My notes from the DevOps Handbook

by Gene Kim, Jez Humble, Patrick Debois, John Willis

Dangers of manual testing

However, if we are merely performing more testing at the end of the project, we may worsen our outcomes.

Performing "additional testing" - taking significantly logger to test - increasing our deployment batch size. When we increase our deployment batch size, our change success rates go down and our incident counts and MTTR go up.

Fully integrate testing our daily work as part of the smooth and continual flow into production, and increase. our deployment frequency. We build in quality, which allows us to test, deploy, and release in ever smaller batch sizes.

Enable pair programming to improve changes

Pair programming is when two engineers work together at the same workstation, applicable to the work that any engineer does in our value stream.

Another pair programming pattern reinforces test-driven development by having one engineer write the automated test and the other engineer implement the code.
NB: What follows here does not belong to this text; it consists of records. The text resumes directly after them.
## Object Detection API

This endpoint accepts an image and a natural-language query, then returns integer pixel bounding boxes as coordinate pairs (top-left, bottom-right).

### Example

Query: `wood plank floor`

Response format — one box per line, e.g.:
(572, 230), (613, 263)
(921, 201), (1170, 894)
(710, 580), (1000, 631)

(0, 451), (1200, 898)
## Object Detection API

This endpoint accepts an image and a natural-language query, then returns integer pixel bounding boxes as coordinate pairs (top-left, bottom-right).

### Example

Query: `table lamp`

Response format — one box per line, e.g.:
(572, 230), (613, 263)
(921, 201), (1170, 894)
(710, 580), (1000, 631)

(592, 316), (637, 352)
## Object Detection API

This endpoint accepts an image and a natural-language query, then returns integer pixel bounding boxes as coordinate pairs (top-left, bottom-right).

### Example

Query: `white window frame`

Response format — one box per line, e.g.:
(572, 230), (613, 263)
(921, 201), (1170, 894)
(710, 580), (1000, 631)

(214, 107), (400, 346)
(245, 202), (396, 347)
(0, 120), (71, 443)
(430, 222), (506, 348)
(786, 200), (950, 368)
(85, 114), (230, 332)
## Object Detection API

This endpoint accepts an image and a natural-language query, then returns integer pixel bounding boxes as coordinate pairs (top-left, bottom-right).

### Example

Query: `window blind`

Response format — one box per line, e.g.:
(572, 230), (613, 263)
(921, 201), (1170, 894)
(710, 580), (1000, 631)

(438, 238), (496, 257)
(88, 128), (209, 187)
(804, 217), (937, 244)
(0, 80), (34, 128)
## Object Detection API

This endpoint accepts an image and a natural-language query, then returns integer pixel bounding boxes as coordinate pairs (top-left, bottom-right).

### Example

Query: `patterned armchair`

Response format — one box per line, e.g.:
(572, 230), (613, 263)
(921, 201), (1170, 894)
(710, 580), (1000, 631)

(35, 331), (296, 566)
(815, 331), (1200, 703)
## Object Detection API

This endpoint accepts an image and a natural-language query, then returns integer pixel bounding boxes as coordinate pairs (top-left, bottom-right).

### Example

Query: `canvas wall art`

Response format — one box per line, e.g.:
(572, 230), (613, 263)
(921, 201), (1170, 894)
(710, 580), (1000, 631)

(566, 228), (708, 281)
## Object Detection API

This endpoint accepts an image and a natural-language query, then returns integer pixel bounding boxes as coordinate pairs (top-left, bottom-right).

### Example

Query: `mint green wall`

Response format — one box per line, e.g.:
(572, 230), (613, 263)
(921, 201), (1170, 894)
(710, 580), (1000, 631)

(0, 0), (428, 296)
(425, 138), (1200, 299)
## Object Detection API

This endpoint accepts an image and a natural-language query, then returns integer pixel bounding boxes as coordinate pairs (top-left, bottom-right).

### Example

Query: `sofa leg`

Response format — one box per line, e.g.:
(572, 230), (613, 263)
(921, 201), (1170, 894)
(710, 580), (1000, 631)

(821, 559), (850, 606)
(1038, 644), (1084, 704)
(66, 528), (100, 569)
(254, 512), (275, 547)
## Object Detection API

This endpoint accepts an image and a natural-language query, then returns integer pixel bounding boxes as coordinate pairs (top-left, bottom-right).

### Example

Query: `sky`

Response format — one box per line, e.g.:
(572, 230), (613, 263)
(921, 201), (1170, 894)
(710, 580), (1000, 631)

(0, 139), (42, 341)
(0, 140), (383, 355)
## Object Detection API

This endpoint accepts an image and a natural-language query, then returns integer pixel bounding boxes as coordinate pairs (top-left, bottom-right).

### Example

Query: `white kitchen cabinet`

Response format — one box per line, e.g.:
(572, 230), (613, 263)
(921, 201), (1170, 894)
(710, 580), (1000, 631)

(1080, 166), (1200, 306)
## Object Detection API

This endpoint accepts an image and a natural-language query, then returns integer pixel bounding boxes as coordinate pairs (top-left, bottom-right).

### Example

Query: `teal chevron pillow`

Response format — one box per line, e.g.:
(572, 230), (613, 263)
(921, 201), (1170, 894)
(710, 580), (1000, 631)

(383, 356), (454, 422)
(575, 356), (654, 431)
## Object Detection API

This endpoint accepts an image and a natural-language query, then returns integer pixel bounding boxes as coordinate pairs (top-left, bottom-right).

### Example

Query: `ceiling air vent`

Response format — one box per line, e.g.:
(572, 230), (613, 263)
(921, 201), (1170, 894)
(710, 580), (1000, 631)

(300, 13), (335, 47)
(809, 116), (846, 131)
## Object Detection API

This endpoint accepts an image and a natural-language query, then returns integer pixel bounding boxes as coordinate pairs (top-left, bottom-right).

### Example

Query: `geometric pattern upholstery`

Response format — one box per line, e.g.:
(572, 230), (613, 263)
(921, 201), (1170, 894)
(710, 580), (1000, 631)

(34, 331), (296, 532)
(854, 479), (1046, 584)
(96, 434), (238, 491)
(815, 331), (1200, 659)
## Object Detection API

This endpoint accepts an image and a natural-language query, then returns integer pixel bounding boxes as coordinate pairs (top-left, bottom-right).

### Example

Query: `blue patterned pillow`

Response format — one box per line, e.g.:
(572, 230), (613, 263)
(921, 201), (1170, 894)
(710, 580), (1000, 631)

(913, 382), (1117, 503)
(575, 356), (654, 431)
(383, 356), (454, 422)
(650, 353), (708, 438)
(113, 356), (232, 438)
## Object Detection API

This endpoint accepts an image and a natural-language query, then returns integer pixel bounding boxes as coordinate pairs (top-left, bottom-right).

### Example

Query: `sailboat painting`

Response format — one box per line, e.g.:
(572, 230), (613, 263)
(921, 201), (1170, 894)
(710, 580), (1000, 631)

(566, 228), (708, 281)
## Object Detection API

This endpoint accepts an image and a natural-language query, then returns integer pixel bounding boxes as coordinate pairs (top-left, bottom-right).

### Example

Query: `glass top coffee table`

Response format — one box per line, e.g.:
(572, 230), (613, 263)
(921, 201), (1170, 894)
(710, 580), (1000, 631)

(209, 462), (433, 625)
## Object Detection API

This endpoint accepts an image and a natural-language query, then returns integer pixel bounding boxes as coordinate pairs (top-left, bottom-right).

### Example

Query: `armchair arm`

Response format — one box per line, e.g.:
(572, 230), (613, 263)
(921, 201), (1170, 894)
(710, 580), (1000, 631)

Paired programmers are 15% slower than two independent individual programmers, while error-free code increased from 70% to 85%. Since testing and debugging are often many times more costly than initial programming, this is an impressive result.

Evaluating effectiveness of pull request

Peer review process - whether it is working effectively - look at production outages and examine the peer review process.

Difference between a bad pull request and a good pull request

Bad pull request is one that doesn't have enough context for the reader, having little or no documentation of what the change is intended to do.

Great pull request - be sufficient detail on why the change is being made, how the change was made, as well as any identified risks and resulting countermeasures.